I participated in a conference at Harvard Business School this May. One panel included Kristin Siemen, the new chief sustainability officer at GM. Siemen stated that GM had been “making electric vehicles for 25 years.” In fact, GM made electric cars for a couple of years in the 1990s, then not only took them all back (GM had leased the vehicles to retain control) but had them crushed. Then GM aggressively lobbied the state of California and the US government to roll back fuel-efficiency standards. One of the main reasons GM feared the electric car was that electric motors are so reliable and long-lasting.
I was encouraged, however, to learn that Siemen is an engineer and—although she used the term “ecosystem” only in reference to GM’s supply chain—her description of how GM was addressing the wastefulness of its vehicles was encouraging. She talked not about technology, but about relationships: setting goals in the C-suite, training employees throughout the firm, getting suppliers together for biweekly meetings, and connecting design and manufacturing throughout the process. She told the audience that all of these were new practices. She then explained that by having more communication throughout the system, GM had discovered that it could actually get to zero emissions first in five, then 10, then 15 years earlier than the company had initially estimated.
I share industrial stories and economic history in these letters partly because they explain how we got to the position we’re in, both socially and ecologically. More important, however, they illustrate that much of the waste and destruction that has led to both climate change and biodiversity loss are the result of cultural practices that require people to look away from obvious perversity. Helpfully, I find in these stories not merely accounts of industrial madness but also the essential ingredients for positive cultural change in the relationships, institutions, and technologies already at our disposal. In 1980, Ford’s premier car, the Thunderbird, looked a lot like the K-car. Ford’s then CEO is famous for asking Ford’s head of design if he would want one in his own driveway. The answer was no. We can make cars—and a world—we are proud to live in.
Crushing it: innovations, breakthroughs, and solutions
I am glad the business community has begun paying attention to climate change and finding ways to ameliorate the crisis profitably. I am involved to a varying extent in initiatives at a number of institutions, all of which have hosted conferences and events. These gatherings are important because the cultures, frameworks, and language of living with climate change are being established in fora like this.

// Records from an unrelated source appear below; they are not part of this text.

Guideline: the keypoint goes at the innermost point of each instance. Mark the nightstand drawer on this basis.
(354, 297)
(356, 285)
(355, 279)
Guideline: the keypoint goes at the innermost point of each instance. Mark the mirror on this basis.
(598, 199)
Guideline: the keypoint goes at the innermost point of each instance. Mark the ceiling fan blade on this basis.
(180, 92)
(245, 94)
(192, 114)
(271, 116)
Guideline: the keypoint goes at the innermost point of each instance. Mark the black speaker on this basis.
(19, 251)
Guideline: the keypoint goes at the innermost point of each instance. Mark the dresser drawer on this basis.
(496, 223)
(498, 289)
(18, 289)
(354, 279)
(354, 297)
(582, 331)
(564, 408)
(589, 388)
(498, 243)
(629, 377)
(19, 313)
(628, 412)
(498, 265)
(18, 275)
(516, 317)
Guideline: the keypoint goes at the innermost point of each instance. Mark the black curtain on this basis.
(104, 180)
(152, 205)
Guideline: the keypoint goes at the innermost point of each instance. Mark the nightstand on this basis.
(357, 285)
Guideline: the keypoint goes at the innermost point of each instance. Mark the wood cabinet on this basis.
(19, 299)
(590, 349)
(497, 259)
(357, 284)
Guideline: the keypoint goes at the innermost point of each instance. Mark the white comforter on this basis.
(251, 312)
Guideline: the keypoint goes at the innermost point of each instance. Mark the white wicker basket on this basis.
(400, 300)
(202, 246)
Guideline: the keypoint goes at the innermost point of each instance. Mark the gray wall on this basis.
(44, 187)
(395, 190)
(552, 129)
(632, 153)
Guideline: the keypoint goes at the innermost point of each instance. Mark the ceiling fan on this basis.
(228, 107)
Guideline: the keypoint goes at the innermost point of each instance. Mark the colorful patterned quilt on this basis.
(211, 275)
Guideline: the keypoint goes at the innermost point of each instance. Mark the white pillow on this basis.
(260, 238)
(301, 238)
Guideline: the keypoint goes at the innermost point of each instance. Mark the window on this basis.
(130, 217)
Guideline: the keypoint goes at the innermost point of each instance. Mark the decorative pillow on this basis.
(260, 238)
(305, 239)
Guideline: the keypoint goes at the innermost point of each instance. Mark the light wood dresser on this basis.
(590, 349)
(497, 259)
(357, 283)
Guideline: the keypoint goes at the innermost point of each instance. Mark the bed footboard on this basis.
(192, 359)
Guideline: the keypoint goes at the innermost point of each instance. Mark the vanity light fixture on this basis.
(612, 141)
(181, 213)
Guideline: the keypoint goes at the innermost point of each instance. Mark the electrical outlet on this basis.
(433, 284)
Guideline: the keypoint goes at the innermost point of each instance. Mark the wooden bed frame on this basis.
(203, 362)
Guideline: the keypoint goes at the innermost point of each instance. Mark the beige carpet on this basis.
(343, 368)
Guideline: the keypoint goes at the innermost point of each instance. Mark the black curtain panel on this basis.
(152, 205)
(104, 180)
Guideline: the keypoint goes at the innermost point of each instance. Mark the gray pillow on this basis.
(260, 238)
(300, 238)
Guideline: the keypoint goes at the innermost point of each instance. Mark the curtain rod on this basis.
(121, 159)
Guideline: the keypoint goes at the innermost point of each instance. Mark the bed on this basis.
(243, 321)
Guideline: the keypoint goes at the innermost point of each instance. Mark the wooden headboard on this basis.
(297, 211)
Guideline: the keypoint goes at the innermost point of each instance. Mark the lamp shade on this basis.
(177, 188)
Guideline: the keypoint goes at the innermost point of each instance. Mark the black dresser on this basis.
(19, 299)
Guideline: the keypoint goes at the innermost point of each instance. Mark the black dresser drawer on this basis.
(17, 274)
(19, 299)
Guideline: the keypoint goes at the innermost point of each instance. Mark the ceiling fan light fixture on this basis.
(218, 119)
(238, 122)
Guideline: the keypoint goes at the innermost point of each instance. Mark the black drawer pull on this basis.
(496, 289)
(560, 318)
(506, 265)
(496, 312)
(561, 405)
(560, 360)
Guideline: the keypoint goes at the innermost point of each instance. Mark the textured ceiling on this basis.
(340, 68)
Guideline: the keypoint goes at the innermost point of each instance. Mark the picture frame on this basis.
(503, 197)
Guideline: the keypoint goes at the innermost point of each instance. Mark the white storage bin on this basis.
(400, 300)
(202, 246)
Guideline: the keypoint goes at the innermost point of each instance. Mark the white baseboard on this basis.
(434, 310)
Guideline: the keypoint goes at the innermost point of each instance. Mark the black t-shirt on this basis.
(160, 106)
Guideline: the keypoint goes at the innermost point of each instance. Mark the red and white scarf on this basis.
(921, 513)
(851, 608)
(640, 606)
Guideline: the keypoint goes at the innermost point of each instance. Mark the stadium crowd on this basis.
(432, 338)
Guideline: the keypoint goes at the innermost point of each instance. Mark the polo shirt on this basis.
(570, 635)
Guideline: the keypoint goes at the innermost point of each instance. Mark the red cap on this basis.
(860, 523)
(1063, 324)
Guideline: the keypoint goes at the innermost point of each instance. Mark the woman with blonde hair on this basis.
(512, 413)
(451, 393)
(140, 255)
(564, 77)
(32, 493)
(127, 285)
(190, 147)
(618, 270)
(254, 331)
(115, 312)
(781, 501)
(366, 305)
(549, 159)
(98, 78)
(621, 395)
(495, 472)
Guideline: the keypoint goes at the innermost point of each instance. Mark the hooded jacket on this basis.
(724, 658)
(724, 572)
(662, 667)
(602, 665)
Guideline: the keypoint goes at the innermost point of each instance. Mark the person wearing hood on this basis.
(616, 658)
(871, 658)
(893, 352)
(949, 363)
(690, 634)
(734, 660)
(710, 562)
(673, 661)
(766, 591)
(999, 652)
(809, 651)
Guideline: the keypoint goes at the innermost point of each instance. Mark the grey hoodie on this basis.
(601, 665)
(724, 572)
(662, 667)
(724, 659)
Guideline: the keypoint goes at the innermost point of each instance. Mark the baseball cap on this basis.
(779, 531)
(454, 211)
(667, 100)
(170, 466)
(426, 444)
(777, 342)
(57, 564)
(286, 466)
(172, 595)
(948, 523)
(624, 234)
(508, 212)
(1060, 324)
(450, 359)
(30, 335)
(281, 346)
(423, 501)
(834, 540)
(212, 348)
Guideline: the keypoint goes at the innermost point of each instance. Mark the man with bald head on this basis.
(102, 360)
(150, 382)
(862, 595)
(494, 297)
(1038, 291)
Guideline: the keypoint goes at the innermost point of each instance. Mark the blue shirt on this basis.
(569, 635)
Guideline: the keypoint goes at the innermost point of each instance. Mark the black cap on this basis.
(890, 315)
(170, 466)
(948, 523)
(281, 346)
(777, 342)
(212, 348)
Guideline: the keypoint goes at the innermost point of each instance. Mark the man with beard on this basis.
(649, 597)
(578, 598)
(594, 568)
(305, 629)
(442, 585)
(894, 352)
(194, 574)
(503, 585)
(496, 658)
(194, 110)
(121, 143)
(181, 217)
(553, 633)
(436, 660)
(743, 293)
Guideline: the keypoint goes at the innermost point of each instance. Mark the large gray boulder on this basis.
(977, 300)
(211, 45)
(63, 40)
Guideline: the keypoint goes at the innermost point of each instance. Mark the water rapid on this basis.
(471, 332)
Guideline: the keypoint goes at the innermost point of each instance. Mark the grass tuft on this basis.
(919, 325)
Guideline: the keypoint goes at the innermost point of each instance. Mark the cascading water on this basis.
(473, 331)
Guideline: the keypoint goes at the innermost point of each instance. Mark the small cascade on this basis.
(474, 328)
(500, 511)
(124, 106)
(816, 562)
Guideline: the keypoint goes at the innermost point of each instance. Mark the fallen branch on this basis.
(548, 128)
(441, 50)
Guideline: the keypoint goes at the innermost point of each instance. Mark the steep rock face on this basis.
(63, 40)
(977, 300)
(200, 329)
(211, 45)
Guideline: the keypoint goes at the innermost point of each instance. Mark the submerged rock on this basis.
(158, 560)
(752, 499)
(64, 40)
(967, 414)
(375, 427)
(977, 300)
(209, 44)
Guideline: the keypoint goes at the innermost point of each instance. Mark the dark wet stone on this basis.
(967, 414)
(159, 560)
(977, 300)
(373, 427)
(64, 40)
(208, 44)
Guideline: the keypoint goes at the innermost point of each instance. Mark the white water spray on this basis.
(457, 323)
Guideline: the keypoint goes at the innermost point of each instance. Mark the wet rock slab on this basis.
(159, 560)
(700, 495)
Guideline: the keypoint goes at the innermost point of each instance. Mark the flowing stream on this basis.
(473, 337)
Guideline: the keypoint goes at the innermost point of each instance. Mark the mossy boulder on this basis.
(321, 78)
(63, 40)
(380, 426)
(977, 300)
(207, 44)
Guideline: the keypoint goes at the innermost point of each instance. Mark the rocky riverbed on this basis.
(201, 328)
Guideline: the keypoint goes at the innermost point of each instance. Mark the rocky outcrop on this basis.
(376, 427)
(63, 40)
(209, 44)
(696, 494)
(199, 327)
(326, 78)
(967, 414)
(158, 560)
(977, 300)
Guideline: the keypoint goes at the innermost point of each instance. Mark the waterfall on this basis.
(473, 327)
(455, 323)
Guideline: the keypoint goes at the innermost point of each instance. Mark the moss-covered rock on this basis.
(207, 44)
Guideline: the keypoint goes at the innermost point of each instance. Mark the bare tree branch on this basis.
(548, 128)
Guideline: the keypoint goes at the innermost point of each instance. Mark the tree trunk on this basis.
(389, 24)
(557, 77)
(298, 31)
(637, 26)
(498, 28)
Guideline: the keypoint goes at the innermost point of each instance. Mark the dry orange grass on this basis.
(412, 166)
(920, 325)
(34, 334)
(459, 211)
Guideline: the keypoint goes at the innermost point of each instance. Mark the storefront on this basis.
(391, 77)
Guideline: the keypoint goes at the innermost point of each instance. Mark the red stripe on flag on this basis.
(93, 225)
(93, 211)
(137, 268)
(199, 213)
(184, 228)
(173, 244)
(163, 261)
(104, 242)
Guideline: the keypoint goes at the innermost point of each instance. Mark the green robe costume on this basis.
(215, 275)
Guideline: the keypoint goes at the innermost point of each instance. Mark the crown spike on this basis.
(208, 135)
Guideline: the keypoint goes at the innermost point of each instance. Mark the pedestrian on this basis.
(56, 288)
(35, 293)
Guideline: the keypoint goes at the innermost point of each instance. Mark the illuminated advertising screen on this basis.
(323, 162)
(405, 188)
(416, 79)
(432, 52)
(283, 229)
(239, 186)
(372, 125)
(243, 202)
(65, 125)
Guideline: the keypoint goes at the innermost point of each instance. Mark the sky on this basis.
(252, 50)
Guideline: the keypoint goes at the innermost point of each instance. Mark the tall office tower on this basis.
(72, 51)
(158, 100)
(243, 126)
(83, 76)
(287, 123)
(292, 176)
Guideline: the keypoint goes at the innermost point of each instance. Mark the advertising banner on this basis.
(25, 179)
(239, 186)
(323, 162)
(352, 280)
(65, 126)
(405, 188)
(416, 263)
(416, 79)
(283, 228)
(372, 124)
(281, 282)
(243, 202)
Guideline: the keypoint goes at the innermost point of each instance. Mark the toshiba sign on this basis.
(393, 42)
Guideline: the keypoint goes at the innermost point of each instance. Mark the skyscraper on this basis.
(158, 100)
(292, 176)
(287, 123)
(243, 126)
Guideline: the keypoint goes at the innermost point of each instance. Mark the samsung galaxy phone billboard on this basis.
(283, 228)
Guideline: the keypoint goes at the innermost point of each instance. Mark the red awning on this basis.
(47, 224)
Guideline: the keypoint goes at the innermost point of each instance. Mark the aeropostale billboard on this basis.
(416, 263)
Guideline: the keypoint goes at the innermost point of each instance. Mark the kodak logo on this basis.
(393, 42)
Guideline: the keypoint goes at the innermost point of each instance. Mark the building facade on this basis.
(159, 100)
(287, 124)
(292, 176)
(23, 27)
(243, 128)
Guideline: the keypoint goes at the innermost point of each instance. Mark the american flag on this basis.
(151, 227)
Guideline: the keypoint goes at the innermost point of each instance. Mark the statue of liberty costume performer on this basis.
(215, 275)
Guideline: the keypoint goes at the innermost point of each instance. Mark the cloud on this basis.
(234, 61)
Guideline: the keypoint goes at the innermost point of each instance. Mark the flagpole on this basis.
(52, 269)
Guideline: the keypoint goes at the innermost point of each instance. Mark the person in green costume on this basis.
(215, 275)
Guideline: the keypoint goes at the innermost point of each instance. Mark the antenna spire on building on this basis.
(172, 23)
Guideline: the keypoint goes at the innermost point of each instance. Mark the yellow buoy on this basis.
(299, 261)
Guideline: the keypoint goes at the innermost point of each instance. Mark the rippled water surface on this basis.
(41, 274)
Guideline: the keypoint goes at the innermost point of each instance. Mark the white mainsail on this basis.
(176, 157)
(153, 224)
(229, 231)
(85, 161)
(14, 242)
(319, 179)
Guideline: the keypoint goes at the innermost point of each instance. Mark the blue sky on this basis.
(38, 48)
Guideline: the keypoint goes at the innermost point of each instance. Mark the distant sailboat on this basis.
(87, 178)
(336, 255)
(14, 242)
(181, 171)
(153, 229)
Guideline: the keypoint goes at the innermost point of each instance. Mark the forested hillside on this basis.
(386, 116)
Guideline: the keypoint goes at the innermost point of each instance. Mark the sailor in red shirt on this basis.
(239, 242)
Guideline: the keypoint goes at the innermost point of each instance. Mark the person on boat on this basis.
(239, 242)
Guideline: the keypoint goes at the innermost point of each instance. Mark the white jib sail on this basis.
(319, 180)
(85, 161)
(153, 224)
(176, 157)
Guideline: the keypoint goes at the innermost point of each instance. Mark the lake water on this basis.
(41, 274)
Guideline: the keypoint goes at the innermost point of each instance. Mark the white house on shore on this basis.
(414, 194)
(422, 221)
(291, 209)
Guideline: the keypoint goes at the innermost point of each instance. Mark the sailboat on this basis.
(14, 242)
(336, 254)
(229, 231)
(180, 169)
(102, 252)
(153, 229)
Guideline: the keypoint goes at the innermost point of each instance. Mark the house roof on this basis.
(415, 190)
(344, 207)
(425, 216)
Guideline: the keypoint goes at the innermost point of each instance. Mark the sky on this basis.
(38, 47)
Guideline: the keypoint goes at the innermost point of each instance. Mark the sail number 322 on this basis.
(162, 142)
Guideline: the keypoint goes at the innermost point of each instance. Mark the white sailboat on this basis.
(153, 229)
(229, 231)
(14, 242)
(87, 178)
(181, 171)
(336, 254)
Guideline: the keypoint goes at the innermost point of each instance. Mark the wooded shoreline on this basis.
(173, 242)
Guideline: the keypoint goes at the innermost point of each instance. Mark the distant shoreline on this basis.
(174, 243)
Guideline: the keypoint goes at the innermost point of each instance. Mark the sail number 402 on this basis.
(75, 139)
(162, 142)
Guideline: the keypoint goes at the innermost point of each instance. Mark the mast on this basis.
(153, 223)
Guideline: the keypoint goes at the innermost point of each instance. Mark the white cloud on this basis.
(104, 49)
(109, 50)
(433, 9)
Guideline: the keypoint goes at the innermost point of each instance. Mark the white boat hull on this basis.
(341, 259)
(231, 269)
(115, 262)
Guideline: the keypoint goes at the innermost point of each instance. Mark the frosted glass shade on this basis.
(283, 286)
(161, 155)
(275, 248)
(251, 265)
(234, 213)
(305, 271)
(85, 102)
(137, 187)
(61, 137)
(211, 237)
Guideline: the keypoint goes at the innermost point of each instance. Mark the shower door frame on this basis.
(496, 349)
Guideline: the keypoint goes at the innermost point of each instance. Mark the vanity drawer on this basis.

For example, I recently spoke at the Harvard Business School event and one at MIT’s Sloan School (named for the late GM CEO). The two most common words used by speakers—and the unifying idea of the conferences—were “solutions” and “innovations,” both of which are popular business terms. Here is the use of “innovation” in American books between 1800 and 2019:

Virtually every climate business conference invites someone from Breakthrough Energy Ventures, the venture capital fund founded by Bill Gates. The implicit and explicit proposition of Breakthrough is that big, new ideas (and exceptionally high-investment returns) will solve climate change. This is a sexy pitch to the investors who thrived in the past 40 years. Implicitly, if a few super-smart tech people “innovate breakthrough solutions,” there will be a short, profitable period of time during which climate change will be solved, followed by a future of infinite power and prosperity.
I wish Breakthrough were called something like Potentially Helpful Energy Ventures. There can be no doubt that the world needs some good, new ideas for reducing and eliminating the waste we are pumping into the atmosphere. But no matter how innovative they are, we need to collaborate to address climate change, and we should try to break as few things as possible. Society already appears increasingly precarious, and our carbon emissions will again pass historic highs in 2023. As temperatures continue to rise, the integrity of our social, institutional, and physical systems will increasingly determine how well we cope. Moreover, other natural systems are severely damaged or broken, including actual ecosystems and the oceans. I think a clear-eyed, holistic audit can only lead to the conclusion that the natural budget Earth afforded us was lavish, that we are making overdrafts, and that nature’s balance sheet won’t yield to clever accountants or financial analysts (although many will try).
I hope that Probable Futures can help encourage changes in cultures and processes that will enable us to live better now and will prepare our organizations, systems, and societies for the probable futures ahead. I am convinced that climate-aware cultures and processes will not only make infrastructure, societies, and economies more robust but will also make life more participatory, less lonely, and more fun. Very few of us have any chance of innovating new forms of carbon capture or nuclear fusion. Everyone, however, can look around and ask: How could we make society less ugly, flimsy, unreliable, and wasteful? Similarly, everyone can look at maps on the Probable Futures website and ask, “How can I help prepare my home, my family, my friends, my community, and the other systems I engage in for the weather of the present and the future?”
An alternative mindset: resilience, maintenance, and repair
Someone who is succeeding is “crushing it.” Similarly, “disruption” is cool. If wrecking things has become a source of praise, what has fallen out of favor? Maintenance.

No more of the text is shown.